Building a retrieval-augmented generation (RAG) pattern

You can build a retrieval-augmented generation (RAG) pattern to generate factual output that is grounded in information from a knowledge base.

Required services

Some features require one or more of the following additional services:

watsonx.ai Studio
Watson Machine Learning
watsonx.data intelligence
watsonx.data integration

A RAG pattern processes content from a knowledge base into a vector format that is easy to search. When a user asks a question, the RAG pattern retrieves a set of relevant passages and provides them to the LLM. The LLM generates a factual answer to the user's question.

RAG pattern capabilities and resources

You can create a RAG pattern with the following capabilities and resources:

Vector stores: Create vector embeddings to encode the meaning of a sentence or passage as a numerical representation. Vectors provide an efficient way to find passages of text in your knowledge base that are most similar to the question that the user asks. Vectors are stored in vector databases and retrieved with a vector index.; The watsonx.data Milvus vector store is automatically set up. See Working with Milvus.; You can integrate with OpenSearch to store your documents. See Integration with OpenSearch.; You can integrate with DataStax to store your documents. See Integration with DataStax.
Encoder models for embedding: Choose from IBM and third-party encoder models for creating embeddings.; See Supported encoder foundation models.
Foundation models for inferencing: Choose from a range of foundation models.; See Foundation models that support your use case.
Retrieval service: Run data retrieval query and retrieve results from a vector database and an SQL database. See Retrieval service.
AI agent integration: Agents can access and retrieve information from document libraries, document sets, and data assets using natural language through an MCP server. See Integrating your RAG pipeline with AI agents.

Ways to work

You can work in a no-code or low-code experience with tools in the UI:

Prompt Lab: You can chat with an uploaded document or with a vector index.
Unstructured data curation: You can analyze documents, convert your documents into a simpler textual format, and extract text and other structured content.
Unstructured data integration: You can ingest, cleanse, transform, and enrich unstructured data.
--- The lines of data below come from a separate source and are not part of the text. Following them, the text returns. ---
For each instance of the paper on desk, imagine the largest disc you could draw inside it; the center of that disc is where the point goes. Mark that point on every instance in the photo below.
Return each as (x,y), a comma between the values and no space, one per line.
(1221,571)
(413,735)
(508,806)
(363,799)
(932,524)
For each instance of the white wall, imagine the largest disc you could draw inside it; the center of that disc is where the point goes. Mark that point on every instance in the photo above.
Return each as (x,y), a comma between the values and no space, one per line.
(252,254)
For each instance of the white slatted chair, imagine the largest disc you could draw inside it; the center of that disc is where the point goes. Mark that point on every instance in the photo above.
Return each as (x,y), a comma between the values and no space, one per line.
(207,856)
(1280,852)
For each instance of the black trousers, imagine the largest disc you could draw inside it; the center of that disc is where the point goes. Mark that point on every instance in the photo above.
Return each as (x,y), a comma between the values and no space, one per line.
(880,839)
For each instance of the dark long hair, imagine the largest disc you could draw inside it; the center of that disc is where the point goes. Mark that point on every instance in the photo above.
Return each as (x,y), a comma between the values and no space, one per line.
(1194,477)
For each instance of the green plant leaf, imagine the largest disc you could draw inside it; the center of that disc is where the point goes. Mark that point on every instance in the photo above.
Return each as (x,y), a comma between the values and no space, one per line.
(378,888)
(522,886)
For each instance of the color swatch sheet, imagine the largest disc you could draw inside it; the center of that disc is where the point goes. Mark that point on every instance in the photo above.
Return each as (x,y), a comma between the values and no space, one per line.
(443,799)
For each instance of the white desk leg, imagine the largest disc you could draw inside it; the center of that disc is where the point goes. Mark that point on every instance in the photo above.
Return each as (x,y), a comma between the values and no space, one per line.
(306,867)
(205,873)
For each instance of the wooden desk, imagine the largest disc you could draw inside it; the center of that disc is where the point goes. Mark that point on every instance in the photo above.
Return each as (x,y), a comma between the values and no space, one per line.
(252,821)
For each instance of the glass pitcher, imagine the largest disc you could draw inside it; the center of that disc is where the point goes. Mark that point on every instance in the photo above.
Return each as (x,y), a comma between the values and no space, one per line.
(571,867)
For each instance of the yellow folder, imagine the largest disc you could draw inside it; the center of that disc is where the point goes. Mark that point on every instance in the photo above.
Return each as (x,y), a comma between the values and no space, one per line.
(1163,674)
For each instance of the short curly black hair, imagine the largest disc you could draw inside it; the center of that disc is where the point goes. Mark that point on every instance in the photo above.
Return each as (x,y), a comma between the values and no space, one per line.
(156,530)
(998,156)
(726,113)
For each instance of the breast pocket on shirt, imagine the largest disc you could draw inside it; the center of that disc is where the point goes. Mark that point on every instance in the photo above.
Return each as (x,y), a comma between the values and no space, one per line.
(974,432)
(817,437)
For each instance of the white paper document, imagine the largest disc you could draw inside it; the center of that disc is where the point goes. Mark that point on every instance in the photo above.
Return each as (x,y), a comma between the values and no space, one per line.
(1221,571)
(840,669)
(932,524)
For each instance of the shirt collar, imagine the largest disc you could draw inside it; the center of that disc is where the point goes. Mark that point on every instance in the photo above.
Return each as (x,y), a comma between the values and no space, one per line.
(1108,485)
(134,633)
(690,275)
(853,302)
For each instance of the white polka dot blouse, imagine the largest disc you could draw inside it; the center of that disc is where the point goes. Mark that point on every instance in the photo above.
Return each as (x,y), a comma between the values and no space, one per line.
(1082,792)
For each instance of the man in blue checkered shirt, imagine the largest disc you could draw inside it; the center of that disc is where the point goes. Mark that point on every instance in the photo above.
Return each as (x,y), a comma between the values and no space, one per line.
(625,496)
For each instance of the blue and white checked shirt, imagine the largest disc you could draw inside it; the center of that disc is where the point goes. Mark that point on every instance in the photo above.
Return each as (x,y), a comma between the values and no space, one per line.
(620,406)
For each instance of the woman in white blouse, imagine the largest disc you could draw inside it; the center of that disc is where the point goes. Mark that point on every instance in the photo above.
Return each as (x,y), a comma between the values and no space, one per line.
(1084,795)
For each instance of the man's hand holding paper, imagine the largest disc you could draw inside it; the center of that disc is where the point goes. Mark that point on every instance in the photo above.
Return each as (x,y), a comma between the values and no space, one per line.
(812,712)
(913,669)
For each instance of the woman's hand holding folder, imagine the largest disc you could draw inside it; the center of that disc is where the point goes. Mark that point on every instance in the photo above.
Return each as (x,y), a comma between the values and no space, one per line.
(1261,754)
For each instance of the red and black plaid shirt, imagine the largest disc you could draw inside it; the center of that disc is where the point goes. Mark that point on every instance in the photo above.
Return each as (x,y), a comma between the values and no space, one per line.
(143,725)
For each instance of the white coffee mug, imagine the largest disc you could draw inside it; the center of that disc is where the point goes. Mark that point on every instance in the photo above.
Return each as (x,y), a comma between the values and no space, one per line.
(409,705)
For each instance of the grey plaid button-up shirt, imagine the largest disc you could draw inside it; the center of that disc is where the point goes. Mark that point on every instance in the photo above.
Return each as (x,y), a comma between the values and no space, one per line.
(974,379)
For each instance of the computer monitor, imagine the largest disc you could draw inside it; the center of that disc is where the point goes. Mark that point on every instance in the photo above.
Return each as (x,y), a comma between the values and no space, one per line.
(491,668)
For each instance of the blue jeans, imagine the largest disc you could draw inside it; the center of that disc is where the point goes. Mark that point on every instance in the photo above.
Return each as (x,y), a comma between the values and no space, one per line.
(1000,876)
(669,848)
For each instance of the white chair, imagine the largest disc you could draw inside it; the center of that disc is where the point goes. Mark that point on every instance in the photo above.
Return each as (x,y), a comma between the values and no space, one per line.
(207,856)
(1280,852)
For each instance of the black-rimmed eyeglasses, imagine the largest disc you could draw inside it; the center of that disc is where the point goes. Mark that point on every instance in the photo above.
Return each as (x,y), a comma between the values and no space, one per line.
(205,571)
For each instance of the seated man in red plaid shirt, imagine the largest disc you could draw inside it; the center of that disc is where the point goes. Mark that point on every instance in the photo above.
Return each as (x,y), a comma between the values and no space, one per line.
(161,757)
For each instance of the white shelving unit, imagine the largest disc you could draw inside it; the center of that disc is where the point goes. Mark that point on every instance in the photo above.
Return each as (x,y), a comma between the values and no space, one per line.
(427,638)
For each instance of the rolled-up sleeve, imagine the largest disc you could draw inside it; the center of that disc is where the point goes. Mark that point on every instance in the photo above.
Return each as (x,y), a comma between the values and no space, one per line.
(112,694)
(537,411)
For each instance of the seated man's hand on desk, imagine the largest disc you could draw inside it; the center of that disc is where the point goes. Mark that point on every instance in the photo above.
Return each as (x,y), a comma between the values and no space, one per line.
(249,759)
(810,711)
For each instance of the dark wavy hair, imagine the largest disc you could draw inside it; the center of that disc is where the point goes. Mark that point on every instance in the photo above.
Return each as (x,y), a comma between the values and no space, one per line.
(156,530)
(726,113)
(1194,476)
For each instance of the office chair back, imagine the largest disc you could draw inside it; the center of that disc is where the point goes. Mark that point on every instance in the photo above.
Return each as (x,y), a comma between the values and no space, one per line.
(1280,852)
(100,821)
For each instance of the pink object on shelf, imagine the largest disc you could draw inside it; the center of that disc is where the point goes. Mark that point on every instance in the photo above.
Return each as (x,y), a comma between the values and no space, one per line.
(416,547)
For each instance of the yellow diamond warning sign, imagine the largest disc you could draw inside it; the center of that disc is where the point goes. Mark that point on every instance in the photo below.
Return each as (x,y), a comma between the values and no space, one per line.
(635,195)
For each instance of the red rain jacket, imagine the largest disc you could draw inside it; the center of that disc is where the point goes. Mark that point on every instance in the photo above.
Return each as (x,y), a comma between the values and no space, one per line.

The retrieval-augmented generation pattern architecture

You can scale out the technique of including context in your prompts by using information from a knowledge base.

The following diagram illustrates the retrieval-augmented generation pattern at run time. Although the diagram shows a question-answering example, the same workflow supports other use cases.

Diagram that shows adding search results that are derived from a vector store to the input for retrieval-augmented generation

The retrieval-augmented generation pattern involves the following steps:

Your knowledge base is preprocessed to convert the content to plain text and vectorize it. Preprocessing can include text extraction to convert information in tables and images into text that the LLM can interpret.
A user asks a question.
The question is converted to a text embedding.
The vector store that contains the vectorized content of the knowledge base is searched for content that is similar to the user's question.
The most relevant search results are added to the prompt in text format, along with an instruction, such as “Answer the following question by using only information from the following passages.”
The combined prompt text (instruction + search results + question) is sent to the foundation model.
The foundation model uses contextual information from the prompt to generate a factual answer.

Knowledge base

Your knowledge base can be any collection of information-containing artifacts, such as:

Process information in internal company wiki pages
Files in GitHub
Messages in a collaboration tool
Topics in product documentation, which can include long text blocks
Text passages in a database that supports structured query language (SQL) queries, such as Db2
A document store with a collection of files, such as legal contracts that are stored as PDF files
Customer support tickets in a content management system

You can optimize your RAG solution by adapting the content in your knowledge base to be more accessible to AI. See Optimizing your knowledge base for retrieval-augmented generation.

Content preprocessing

When you set up your RAG pattern, you preprocess the documents in your knowledge base. Preprocessing first converts the content to plain text. You can configure text extraction to convert information in tables and images into text that the LLM can interpret. Then, the embedding model vectorizes the text, stores it in the vector database, and creates a vector index for retrieving the content.

When a user asks a question, that text is vectorized by the embedding model.

Content retrieval and ranking

The retriever searches for the content in the vector database that is most similar to the vector embedding of the query text. The retrieved passages are ranked by similarity to the question. You can add a reranking model to your RAG pattern to evaluate those top retrieved passages for relevance to answering the question.

Answer generation

The retrieved passage, the user's question, and the instructions are sent to the foundation model in a prompt. The foundation model generates an answer and returns it to the user.